Judas Priest - Stained Class
Judas Priest – Stained Class

L’accusa di ispirarsi al satanismo e di divulgare autentici o presunti messaggi distruttivi abilmente celati nei testi delle canzoni, è una costante che accomuna le più grandi band heavy metal a partire dai tempi dei Led Zeppelin, contribuendo ad accentuare l’alone nero che accompagna questo genere musicale. Ogni giudizio in merito è lecito ma molto probabilmente nessuno avrebbe pensato che si arrivasse a richiedere quello della corte del Nevada.

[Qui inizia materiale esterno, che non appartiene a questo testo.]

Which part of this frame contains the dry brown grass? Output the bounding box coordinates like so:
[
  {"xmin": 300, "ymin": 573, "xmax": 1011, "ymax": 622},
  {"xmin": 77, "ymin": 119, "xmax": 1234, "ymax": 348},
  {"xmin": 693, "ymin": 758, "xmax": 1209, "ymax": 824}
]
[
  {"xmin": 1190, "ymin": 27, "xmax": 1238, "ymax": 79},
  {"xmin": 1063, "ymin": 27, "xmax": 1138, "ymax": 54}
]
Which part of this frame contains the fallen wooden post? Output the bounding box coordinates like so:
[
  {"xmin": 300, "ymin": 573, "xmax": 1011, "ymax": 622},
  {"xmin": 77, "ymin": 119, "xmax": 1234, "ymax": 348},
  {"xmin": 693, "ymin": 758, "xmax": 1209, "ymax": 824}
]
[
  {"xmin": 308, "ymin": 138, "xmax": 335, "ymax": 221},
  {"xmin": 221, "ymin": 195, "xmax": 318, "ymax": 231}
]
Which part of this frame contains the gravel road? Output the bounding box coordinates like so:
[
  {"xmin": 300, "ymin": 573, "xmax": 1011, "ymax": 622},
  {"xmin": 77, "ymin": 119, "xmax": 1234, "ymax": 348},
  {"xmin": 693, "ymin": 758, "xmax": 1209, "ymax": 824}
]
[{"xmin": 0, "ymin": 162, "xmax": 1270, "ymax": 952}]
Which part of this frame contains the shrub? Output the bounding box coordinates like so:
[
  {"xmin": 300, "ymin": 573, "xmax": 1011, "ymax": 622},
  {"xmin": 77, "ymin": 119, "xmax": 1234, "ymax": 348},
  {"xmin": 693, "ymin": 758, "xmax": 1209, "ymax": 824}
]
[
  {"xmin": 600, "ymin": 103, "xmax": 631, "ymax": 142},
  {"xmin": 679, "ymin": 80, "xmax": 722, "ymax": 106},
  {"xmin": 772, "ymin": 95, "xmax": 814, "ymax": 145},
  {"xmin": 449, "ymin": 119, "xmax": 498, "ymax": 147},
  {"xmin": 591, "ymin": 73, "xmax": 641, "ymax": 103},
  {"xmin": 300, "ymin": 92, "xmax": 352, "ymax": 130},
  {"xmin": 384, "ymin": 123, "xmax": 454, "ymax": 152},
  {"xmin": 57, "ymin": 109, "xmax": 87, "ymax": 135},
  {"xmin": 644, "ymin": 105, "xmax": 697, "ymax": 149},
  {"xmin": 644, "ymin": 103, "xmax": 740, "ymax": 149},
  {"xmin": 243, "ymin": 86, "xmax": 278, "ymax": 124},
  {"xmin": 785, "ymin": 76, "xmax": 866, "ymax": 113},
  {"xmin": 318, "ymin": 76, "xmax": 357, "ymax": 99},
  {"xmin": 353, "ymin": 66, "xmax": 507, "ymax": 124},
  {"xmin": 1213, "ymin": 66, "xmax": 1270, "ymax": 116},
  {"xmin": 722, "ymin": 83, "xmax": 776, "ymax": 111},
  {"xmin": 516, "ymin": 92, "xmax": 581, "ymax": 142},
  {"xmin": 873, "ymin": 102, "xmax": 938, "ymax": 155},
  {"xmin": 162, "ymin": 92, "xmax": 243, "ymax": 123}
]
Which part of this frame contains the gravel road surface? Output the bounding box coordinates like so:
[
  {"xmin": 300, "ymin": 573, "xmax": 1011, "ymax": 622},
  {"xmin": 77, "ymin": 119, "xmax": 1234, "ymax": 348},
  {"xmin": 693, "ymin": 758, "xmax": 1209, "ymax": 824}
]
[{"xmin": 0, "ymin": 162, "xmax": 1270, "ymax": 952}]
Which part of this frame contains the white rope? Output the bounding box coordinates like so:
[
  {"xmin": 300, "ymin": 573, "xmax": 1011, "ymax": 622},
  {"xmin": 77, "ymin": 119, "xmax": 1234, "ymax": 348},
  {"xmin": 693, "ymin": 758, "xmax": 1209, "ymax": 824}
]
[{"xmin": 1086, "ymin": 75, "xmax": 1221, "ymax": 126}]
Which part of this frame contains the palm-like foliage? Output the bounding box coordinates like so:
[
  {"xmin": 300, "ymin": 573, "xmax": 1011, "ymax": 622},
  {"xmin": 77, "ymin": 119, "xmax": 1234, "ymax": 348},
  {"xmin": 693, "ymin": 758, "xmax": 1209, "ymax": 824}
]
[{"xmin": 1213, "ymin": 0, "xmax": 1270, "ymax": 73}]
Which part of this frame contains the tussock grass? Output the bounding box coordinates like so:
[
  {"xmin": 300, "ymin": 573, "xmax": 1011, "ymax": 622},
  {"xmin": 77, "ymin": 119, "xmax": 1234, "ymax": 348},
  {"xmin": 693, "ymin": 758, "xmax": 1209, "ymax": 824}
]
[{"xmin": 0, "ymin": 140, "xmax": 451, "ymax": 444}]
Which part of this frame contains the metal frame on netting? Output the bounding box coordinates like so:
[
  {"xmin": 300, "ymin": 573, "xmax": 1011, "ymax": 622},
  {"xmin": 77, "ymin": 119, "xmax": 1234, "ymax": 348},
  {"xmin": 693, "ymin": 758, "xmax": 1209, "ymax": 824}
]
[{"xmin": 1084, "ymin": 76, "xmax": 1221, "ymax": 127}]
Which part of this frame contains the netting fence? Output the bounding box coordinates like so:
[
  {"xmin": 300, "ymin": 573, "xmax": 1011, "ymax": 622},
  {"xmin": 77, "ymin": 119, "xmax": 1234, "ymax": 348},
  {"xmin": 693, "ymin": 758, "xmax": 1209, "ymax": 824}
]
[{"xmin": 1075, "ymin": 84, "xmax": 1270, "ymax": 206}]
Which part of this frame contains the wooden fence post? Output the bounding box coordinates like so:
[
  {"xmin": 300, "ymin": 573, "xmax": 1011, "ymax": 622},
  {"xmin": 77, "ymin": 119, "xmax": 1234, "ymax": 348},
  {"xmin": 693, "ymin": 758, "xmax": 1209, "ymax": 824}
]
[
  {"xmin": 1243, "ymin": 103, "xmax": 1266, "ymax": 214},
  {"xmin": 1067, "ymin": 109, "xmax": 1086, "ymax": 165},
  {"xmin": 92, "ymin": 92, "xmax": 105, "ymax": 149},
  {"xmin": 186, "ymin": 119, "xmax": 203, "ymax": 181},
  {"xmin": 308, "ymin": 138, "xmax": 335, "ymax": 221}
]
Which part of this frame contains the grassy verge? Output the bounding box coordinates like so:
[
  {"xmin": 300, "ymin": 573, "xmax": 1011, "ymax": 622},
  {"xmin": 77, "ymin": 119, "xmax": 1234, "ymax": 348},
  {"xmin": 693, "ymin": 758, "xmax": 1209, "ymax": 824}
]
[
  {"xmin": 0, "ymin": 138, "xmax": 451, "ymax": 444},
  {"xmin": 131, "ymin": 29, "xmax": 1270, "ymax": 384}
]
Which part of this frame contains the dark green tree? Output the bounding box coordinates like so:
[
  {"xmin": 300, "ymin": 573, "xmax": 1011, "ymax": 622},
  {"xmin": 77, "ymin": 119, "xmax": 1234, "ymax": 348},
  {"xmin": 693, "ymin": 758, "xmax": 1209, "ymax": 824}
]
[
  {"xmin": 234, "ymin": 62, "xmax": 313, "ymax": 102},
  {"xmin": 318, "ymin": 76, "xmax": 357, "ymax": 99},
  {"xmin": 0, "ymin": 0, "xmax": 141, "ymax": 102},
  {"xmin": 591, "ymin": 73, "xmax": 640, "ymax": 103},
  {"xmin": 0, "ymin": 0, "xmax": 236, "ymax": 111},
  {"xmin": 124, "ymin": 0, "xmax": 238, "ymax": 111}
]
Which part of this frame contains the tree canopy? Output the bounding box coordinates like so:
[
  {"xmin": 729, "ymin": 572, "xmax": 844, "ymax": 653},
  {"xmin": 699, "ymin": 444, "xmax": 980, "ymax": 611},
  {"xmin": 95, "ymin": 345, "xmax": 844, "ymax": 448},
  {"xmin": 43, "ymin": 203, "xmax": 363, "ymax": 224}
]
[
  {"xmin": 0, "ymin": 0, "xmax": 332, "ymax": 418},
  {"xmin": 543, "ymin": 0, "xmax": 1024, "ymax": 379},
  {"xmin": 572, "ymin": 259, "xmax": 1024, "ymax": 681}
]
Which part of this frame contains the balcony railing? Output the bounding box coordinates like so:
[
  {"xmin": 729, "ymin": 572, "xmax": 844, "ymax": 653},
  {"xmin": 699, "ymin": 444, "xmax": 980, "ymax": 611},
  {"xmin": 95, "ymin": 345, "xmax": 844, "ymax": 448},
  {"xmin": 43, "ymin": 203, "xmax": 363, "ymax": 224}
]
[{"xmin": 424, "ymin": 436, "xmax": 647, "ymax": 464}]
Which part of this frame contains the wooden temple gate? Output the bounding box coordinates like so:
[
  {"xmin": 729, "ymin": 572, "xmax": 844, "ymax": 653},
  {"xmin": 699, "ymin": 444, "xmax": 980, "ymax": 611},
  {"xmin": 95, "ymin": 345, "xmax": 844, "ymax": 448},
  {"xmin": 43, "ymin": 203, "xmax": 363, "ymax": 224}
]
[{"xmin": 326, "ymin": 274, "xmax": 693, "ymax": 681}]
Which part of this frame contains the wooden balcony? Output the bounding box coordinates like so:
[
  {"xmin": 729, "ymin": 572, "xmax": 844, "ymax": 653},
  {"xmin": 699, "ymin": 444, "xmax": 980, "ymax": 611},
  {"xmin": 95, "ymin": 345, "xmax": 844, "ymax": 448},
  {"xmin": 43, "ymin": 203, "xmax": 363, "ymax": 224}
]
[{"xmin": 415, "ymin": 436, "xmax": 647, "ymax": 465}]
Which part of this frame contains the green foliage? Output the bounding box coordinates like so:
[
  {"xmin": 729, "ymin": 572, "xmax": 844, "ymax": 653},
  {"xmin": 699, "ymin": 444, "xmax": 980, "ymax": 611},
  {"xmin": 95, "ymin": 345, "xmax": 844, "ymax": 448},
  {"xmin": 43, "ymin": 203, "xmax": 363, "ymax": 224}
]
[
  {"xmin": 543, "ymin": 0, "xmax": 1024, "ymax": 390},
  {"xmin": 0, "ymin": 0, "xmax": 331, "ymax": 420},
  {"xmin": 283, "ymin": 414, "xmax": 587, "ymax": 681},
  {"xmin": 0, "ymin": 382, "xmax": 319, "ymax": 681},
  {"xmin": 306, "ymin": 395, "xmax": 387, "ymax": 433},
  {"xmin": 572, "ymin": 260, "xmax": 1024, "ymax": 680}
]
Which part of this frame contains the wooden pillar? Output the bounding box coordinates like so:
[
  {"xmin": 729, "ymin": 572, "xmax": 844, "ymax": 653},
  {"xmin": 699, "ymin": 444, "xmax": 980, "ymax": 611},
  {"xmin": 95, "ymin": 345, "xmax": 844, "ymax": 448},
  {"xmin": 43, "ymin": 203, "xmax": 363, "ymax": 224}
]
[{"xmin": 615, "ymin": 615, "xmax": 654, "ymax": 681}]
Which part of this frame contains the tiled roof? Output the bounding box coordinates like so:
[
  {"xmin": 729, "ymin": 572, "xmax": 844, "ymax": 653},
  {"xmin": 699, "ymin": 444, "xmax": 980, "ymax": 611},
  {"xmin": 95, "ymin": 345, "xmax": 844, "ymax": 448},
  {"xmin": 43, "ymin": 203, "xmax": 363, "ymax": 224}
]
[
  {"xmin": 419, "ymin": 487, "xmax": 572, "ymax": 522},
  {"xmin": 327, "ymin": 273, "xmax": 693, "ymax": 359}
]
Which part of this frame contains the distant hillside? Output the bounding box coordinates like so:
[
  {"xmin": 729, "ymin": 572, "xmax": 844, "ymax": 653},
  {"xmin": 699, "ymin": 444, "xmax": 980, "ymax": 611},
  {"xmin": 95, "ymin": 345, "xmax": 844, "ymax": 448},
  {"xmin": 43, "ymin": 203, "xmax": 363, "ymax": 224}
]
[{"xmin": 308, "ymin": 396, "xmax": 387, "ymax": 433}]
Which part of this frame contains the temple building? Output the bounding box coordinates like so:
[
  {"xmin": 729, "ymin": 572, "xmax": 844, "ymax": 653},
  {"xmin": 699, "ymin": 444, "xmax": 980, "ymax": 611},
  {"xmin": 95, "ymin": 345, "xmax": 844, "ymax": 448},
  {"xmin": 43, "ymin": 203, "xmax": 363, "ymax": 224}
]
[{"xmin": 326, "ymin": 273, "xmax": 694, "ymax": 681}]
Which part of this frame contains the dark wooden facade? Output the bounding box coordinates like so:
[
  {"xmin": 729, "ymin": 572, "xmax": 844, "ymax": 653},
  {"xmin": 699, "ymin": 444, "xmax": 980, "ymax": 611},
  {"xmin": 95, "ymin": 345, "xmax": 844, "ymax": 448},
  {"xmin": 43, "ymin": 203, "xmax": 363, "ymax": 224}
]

La sera del 23 dicembre 1985, nei pressi della chiesa di  Sparks, Nevada, dopo una giornata passata a bere alcool e fumare marjuana con l’album Stained Class come sottofondo, Raymond Belknap, 18 anni, e James Vance, 20 anni, decidono di metter fine alla loro vita sparandosi un colpo di fucile da caccia direttamente sul viso. Raymond muore sul colpo, James raccoglie l’arma ma nell’imitare l’amico non è altrettanto preciso: l’esplosione gli devasta il volto ma non lo uccide: se la cava con 140 punti di sutura e una lenta agonia che lo accompagna per 3 anni finchè non è un’overdose a stroncarlo definitivamente.
Durante la degenza in ospedale successiva all’accaduto, Vance (foto… per chi ha fegato), in una lettera alla madre, dichiarò che alcool e musica heavy metal come quella dei Judas Priest li avevano indotti a ricercare nella morte la risposta alla loro vita. In un’intervista successiva Vance disse che l’ascolto di quella musica aveva un effetto su di lui paragonabile alla pressione del pulsante di autodistruzione nel suo cervello.
Dopo la morte di Vance le famiglie dei due ragazzi decidono di citare in giudizio la band e il 16 luglio del 1990 si apre un processo vero e proprio contro i Judas Priest, accusati di istigazione al suicidio: il pezzo incriminato è “Better by You, Better than Me” che secondo l’accusa contiene l’incitamento “Do it! Do it! Do it!” (Fallo!) percepibile ascoltando il brano al contrario. La difesa si appella al primo emendamento che garantisce la libertà di espressione, ma il giudice decreta questo principio non applicabile ai messaggi subliminali, quindi fa ricorso ad un perito, Anthony Pellicano, che certifica l’inesistenza, o comunque l’involontarietà, di questi messaggi e il 24 agosto di quello stesso anno i Judas Priest, e in un certo senso tutto l’heavy metal, vengono scagionati definitivamente dall’accusa infamante di istigazione al suicidio creando un precedente a cui si rifaranno altri artisti, come ad esempio Ozzy Osborne, chiamati in giudizio per motivi analoghi.
Commentando a giochi fatti nel documentario del 1991 “Dream Deceivers: The Story Behind James Vance Vs. Judas Priest“, il cantante Rob Halford sottolineò che l’incitamento “Do it!” è di per se stesso assolutamente generico ed affermò di non aver comunque mai inserito messaggi nascosti all’interno delle canzoni dei Judas Priest, precisando che nel caso avesse voluto farlo molto probabilmente avrebbe optato per qualche slogan autopromozionale come ad esempio: “Comprate i nostri dischi!”.